- First tankōbon volume cover

仁義なき婿取り
- Genre: Action; Romance;
- Written by: Airi Sano
- Published by: Shogakukan
- Imprint: Flower Comics
- Magazine: Sho-Comi
- Original run: January 4, 2020 – December 20, 2023
- Volumes: 16

= Jingi Naki Mukotori =

Japanese manga series

Jingi Naki Mukotori (仁義なき婿取り) is a Japanese manga series written and illustrated by Airi Sano. It was serialized in Shogakukan's shōjo manga magazine Sho-Comi from January 2020 to December 2023, with its chapters collected into sixteen volumes.

==Synopsis==
Ageha is born into the family of top Yakuza in Japan, and is expected to marry one. However, Ageha disapproves of Yakuza, and finds solace in a cat café employee named Kira. Unbeknownst to her, Kira is secretly a Yakuza.

==Characters==
- Ageha (愛夏羽)

- Kira (紀羅)

- Yamato (大和)

==Media==
===Manga===
Written and illustrated by Airi Sano, Jingi Naki Mukotori was serialized in Shogakukan's shōjo manga magazine Sho-Comi from January 4, 2020, to December 20, 2023. Its chapters were collected into sixteen tankōbon volumes released from July 27, 2020, to July 25, 2024.

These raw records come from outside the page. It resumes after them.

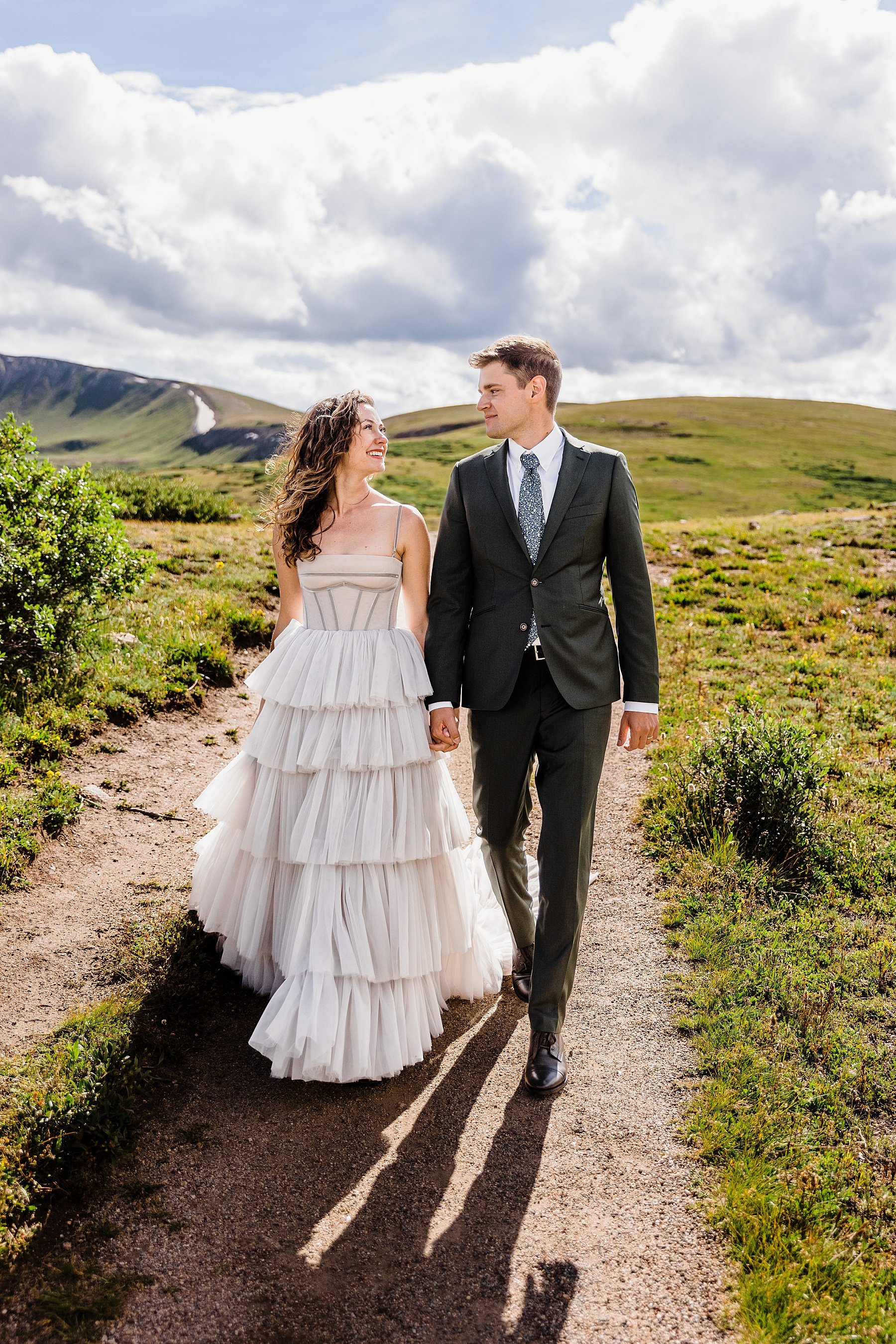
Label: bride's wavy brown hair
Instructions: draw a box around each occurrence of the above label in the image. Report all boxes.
[262,390,373,565]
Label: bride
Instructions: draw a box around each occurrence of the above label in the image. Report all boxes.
[192,391,512,1082]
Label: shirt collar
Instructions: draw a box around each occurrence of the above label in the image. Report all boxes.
[508,425,563,472]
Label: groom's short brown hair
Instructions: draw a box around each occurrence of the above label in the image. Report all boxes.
[470,336,563,411]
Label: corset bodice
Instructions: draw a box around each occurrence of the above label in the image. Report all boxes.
[296,555,402,630]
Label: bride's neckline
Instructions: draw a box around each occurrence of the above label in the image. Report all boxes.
[300,551,402,565]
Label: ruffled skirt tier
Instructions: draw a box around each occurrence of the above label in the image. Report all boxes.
[192,622,512,1082]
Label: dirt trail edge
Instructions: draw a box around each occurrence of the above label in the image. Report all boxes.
[0,677,258,1055]
[0,702,729,1344]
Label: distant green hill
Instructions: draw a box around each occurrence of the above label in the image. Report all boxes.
[0,355,293,471]
[384,396,896,521]
[0,355,896,521]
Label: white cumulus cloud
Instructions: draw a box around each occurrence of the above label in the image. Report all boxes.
[0,0,896,410]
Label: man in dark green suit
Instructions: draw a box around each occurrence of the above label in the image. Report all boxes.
[426,336,660,1093]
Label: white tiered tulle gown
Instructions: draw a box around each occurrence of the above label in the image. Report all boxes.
[192,555,512,1082]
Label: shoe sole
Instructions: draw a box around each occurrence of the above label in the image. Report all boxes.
[523,1069,568,1097]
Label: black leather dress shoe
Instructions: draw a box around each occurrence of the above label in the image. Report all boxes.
[510,942,535,1004]
[523,1031,567,1097]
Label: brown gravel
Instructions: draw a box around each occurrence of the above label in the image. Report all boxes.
[0,666,255,1055]
[0,702,727,1344]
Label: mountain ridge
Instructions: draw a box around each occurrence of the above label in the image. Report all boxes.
[0,355,294,469]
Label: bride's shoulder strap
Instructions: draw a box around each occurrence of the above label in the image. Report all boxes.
[392,504,404,558]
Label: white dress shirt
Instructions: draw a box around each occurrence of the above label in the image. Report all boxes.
[430,425,660,714]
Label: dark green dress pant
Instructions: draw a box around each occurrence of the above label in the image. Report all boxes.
[470,650,611,1031]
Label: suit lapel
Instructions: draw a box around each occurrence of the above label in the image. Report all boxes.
[484,440,532,563]
[537,430,588,567]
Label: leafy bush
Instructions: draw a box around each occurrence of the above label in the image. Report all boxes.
[0,414,150,684]
[98,472,240,523]
[647,710,826,875]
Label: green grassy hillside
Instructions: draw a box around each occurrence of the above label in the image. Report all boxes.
[0,355,293,480]
[7,355,896,521]
[386,396,896,521]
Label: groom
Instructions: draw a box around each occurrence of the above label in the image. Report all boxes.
[426,336,660,1094]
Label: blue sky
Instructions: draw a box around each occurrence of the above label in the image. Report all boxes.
[0,0,631,93]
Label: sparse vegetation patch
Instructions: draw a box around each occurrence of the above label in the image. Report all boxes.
[644,509,896,1344]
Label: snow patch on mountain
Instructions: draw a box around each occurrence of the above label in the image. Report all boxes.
[190,388,215,434]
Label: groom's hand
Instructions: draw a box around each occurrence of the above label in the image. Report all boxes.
[617,710,660,751]
[430,704,461,751]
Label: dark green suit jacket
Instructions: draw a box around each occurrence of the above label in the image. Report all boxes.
[426,430,660,710]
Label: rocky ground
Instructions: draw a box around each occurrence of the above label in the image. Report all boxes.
[0,692,729,1344]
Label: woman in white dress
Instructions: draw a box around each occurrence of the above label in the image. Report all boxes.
[192,392,512,1082]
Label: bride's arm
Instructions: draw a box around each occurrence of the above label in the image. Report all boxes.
[270,525,302,648]
[398,504,430,650]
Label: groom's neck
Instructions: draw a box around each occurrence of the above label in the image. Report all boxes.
[508,410,554,448]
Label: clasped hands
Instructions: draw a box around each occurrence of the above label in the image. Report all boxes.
[430,704,660,751]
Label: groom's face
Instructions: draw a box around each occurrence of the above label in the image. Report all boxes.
[475,360,543,438]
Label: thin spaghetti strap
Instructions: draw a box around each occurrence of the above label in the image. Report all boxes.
[392,504,404,556]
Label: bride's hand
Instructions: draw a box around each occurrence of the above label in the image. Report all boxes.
[430,704,461,751]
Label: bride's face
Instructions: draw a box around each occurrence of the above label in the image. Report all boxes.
[344,404,388,476]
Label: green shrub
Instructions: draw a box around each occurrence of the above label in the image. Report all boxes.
[0,415,150,684]
[652,710,826,876]
[165,640,234,692]
[228,610,274,649]
[0,914,215,1262]
[98,472,240,523]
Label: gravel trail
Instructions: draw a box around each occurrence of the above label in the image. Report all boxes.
[0,721,731,1344]
[0,659,258,1055]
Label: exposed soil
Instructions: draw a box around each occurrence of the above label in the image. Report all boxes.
[0,695,725,1344]
[0,656,256,1055]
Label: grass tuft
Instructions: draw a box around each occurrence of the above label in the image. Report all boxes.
[642,511,896,1344]
[0,914,215,1261]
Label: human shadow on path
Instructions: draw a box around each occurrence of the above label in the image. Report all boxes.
[254,997,577,1344]
[0,975,575,1344]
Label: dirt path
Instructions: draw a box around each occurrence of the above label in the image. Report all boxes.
[0,702,724,1344]
[0,666,255,1054]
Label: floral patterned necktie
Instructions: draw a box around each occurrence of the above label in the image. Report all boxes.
[517,453,544,649]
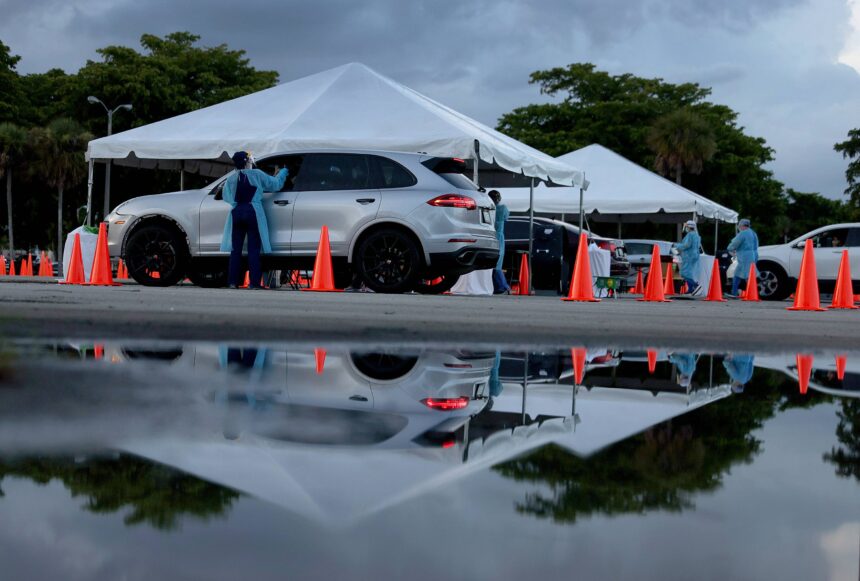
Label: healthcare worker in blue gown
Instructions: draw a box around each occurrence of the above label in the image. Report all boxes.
[728,218,758,298]
[488,190,511,295]
[221,151,288,289]
[675,220,702,295]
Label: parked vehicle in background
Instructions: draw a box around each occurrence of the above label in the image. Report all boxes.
[624,238,681,282]
[726,222,860,301]
[107,150,499,293]
[503,216,630,293]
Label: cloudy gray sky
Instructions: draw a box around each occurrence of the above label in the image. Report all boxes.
[5,0,860,198]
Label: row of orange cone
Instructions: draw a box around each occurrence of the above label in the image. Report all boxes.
[556,232,858,311]
[572,347,848,395]
[0,252,54,277]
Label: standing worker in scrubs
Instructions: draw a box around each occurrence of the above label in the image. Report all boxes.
[221,151,288,289]
[675,220,702,295]
[488,190,511,295]
[728,218,758,298]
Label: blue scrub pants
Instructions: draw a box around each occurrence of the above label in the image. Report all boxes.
[228,204,263,288]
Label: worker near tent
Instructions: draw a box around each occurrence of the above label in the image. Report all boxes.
[728,218,758,298]
[723,353,755,393]
[675,220,702,294]
[221,151,289,288]
[488,190,511,295]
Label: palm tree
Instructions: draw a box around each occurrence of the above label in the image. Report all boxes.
[647,109,717,185]
[34,118,93,262]
[0,123,27,256]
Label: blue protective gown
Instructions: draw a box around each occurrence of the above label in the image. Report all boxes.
[675,231,702,280]
[729,228,758,280]
[221,168,288,254]
[723,353,755,385]
[495,204,511,270]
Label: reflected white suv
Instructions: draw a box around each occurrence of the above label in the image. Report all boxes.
[726,222,860,301]
[107,150,499,293]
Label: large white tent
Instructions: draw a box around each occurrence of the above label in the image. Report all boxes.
[500,144,738,223]
[87,63,583,186]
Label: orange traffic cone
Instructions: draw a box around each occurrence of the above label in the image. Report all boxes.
[516,254,532,295]
[663,264,675,297]
[786,238,824,311]
[797,353,813,395]
[60,234,86,284]
[302,226,338,292]
[836,355,848,381]
[633,268,645,295]
[314,347,326,375]
[638,245,671,303]
[561,232,600,303]
[87,222,120,286]
[828,250,857,309]
[743,264,761,303]
[570,347,585,385]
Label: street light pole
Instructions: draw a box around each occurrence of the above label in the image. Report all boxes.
[87,95,131,222]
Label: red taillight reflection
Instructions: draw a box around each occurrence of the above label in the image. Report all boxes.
[427,194,478,210]
[421,396,469,412]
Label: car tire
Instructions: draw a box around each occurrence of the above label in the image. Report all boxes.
[188,267,228,288]
[413,274,460,295]
[354,228,422,293]
[123,223,189,287]
[757,262,791,301]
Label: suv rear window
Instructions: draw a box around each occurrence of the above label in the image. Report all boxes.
[421,157,478,192]
[295,153,373,192]
[371,155,418,189]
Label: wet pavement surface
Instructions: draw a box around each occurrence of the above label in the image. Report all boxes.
[0,339,860,580]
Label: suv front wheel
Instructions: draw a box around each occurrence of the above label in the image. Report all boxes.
[125,223,188,286]
[353,228,421,293]
[757,262,791,301]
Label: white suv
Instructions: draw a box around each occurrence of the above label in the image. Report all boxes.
[107,150,499,293]
[726,222,860,301]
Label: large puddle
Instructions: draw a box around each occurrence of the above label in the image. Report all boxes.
[0,341,860,579]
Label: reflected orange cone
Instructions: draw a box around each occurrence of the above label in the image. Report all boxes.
[638,245,671,303]
[786,238,824,311]
[87,222,120,286]
[570,347,585,385]
[633,268,645,295]
[663,264,675,297]
[797,353,813,395]
[742,264,761,303]
[60,234,86,284]
[314,347,326,375]
[516,254,532,295]
[836,355,848,381]
[302,226,338,292]
[561,232,600,303]
[828,250,858,309]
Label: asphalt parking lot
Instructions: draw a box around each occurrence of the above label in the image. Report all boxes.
[0,279,860,351]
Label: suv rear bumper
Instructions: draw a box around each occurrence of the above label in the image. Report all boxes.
[428,246,499,275]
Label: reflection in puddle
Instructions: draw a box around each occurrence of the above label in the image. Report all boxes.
[0,341,860,576]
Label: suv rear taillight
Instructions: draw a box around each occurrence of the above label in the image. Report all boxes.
[427,194,478,210]
[421,396,469,412]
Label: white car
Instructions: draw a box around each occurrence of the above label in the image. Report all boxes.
[726,222,860,301]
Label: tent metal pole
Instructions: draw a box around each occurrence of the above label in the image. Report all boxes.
[579,172,585,233]
[528,178,535,294]
[86,158,93,227]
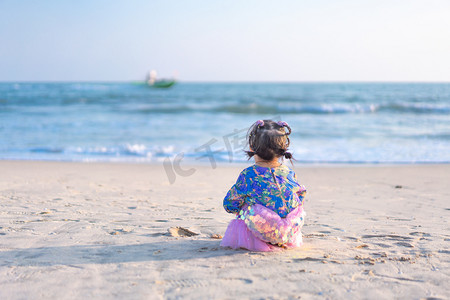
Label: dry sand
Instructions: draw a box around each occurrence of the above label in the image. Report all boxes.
[0,161,450,299]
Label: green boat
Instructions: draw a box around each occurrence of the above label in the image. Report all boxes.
[149,79,175,88]
[146,70,175,88]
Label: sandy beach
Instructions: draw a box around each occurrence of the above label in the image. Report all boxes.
[0,161,450,299]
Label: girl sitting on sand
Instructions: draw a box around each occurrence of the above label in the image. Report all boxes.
[220,120,306,251]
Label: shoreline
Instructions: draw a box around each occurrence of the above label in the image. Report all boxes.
[0,160,450,299]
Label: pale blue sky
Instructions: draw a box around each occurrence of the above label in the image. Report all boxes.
[0,0,450,81]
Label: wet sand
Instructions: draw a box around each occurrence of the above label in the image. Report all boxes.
[0,161,450,299]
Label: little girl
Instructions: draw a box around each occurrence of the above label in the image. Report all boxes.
[220,120,306,251]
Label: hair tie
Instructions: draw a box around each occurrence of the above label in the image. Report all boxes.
[284,152,292,159]
[277,121,289,127]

| No. | Release date | ISBN |
|---|---|---|
| 1 | July 27, 2020 | 978-4-09-871130-7 |
| 2 | September 25, 2020 | 978-4-09-871140-6 |
| 3 | December 25, 2020 | 978-4-09-871221-2 |
| 4 | March 26, 2021 | 978-4-09-871328-8 |
| 5 | July 25, 2021 | 978-4-09-871336-3 |
| 6 | October 26, 2021 | 978-4-09-871538-1 |
| 7 | December 24, 2021 | 978-4-09-871548-0 |
| 8 | March 25, 2022 | 978-4-09-871615-9 |
| 9 | July 24, 2022 | 978-4-09-871679-1 |
| 10 | October 26, 2022 | 978-4-09-871825-2 |
| 11 | December 26, 2022 | 978-4-09-871830-6 |
| 12 | April 26, 2023 | 978-4-09-872066-8 |
| 13 | August 25, 2023 | 978-4-09-872197-9 |
| 14 | November 24, 2023 | 978-4-09-872389-8 |
| 15 | February 26, 2024 | 978-4-09-872468-0 |
| 16 | July 25, 2024 | 978-4-09-872589-2 |

===Other===
A six-episode voice comic was included in the 14th issue of the Sho-Comi magazine released on June 20, 2022. It consisted of performances by Sumire Uesaka, Daiki Yamashita, and Shōya Ishige, and episodes 1 and 2 are available on the Flower Comics YouTube channel. Another voice comic was included in the 12th issue of the same magazine released on May 19, 2023. It featured Uesaka and Yamashita returning from the previous voice comics, and Haruo Satō.

==Reception==
By July 2024, the series had over 1.3 million copies in circulation.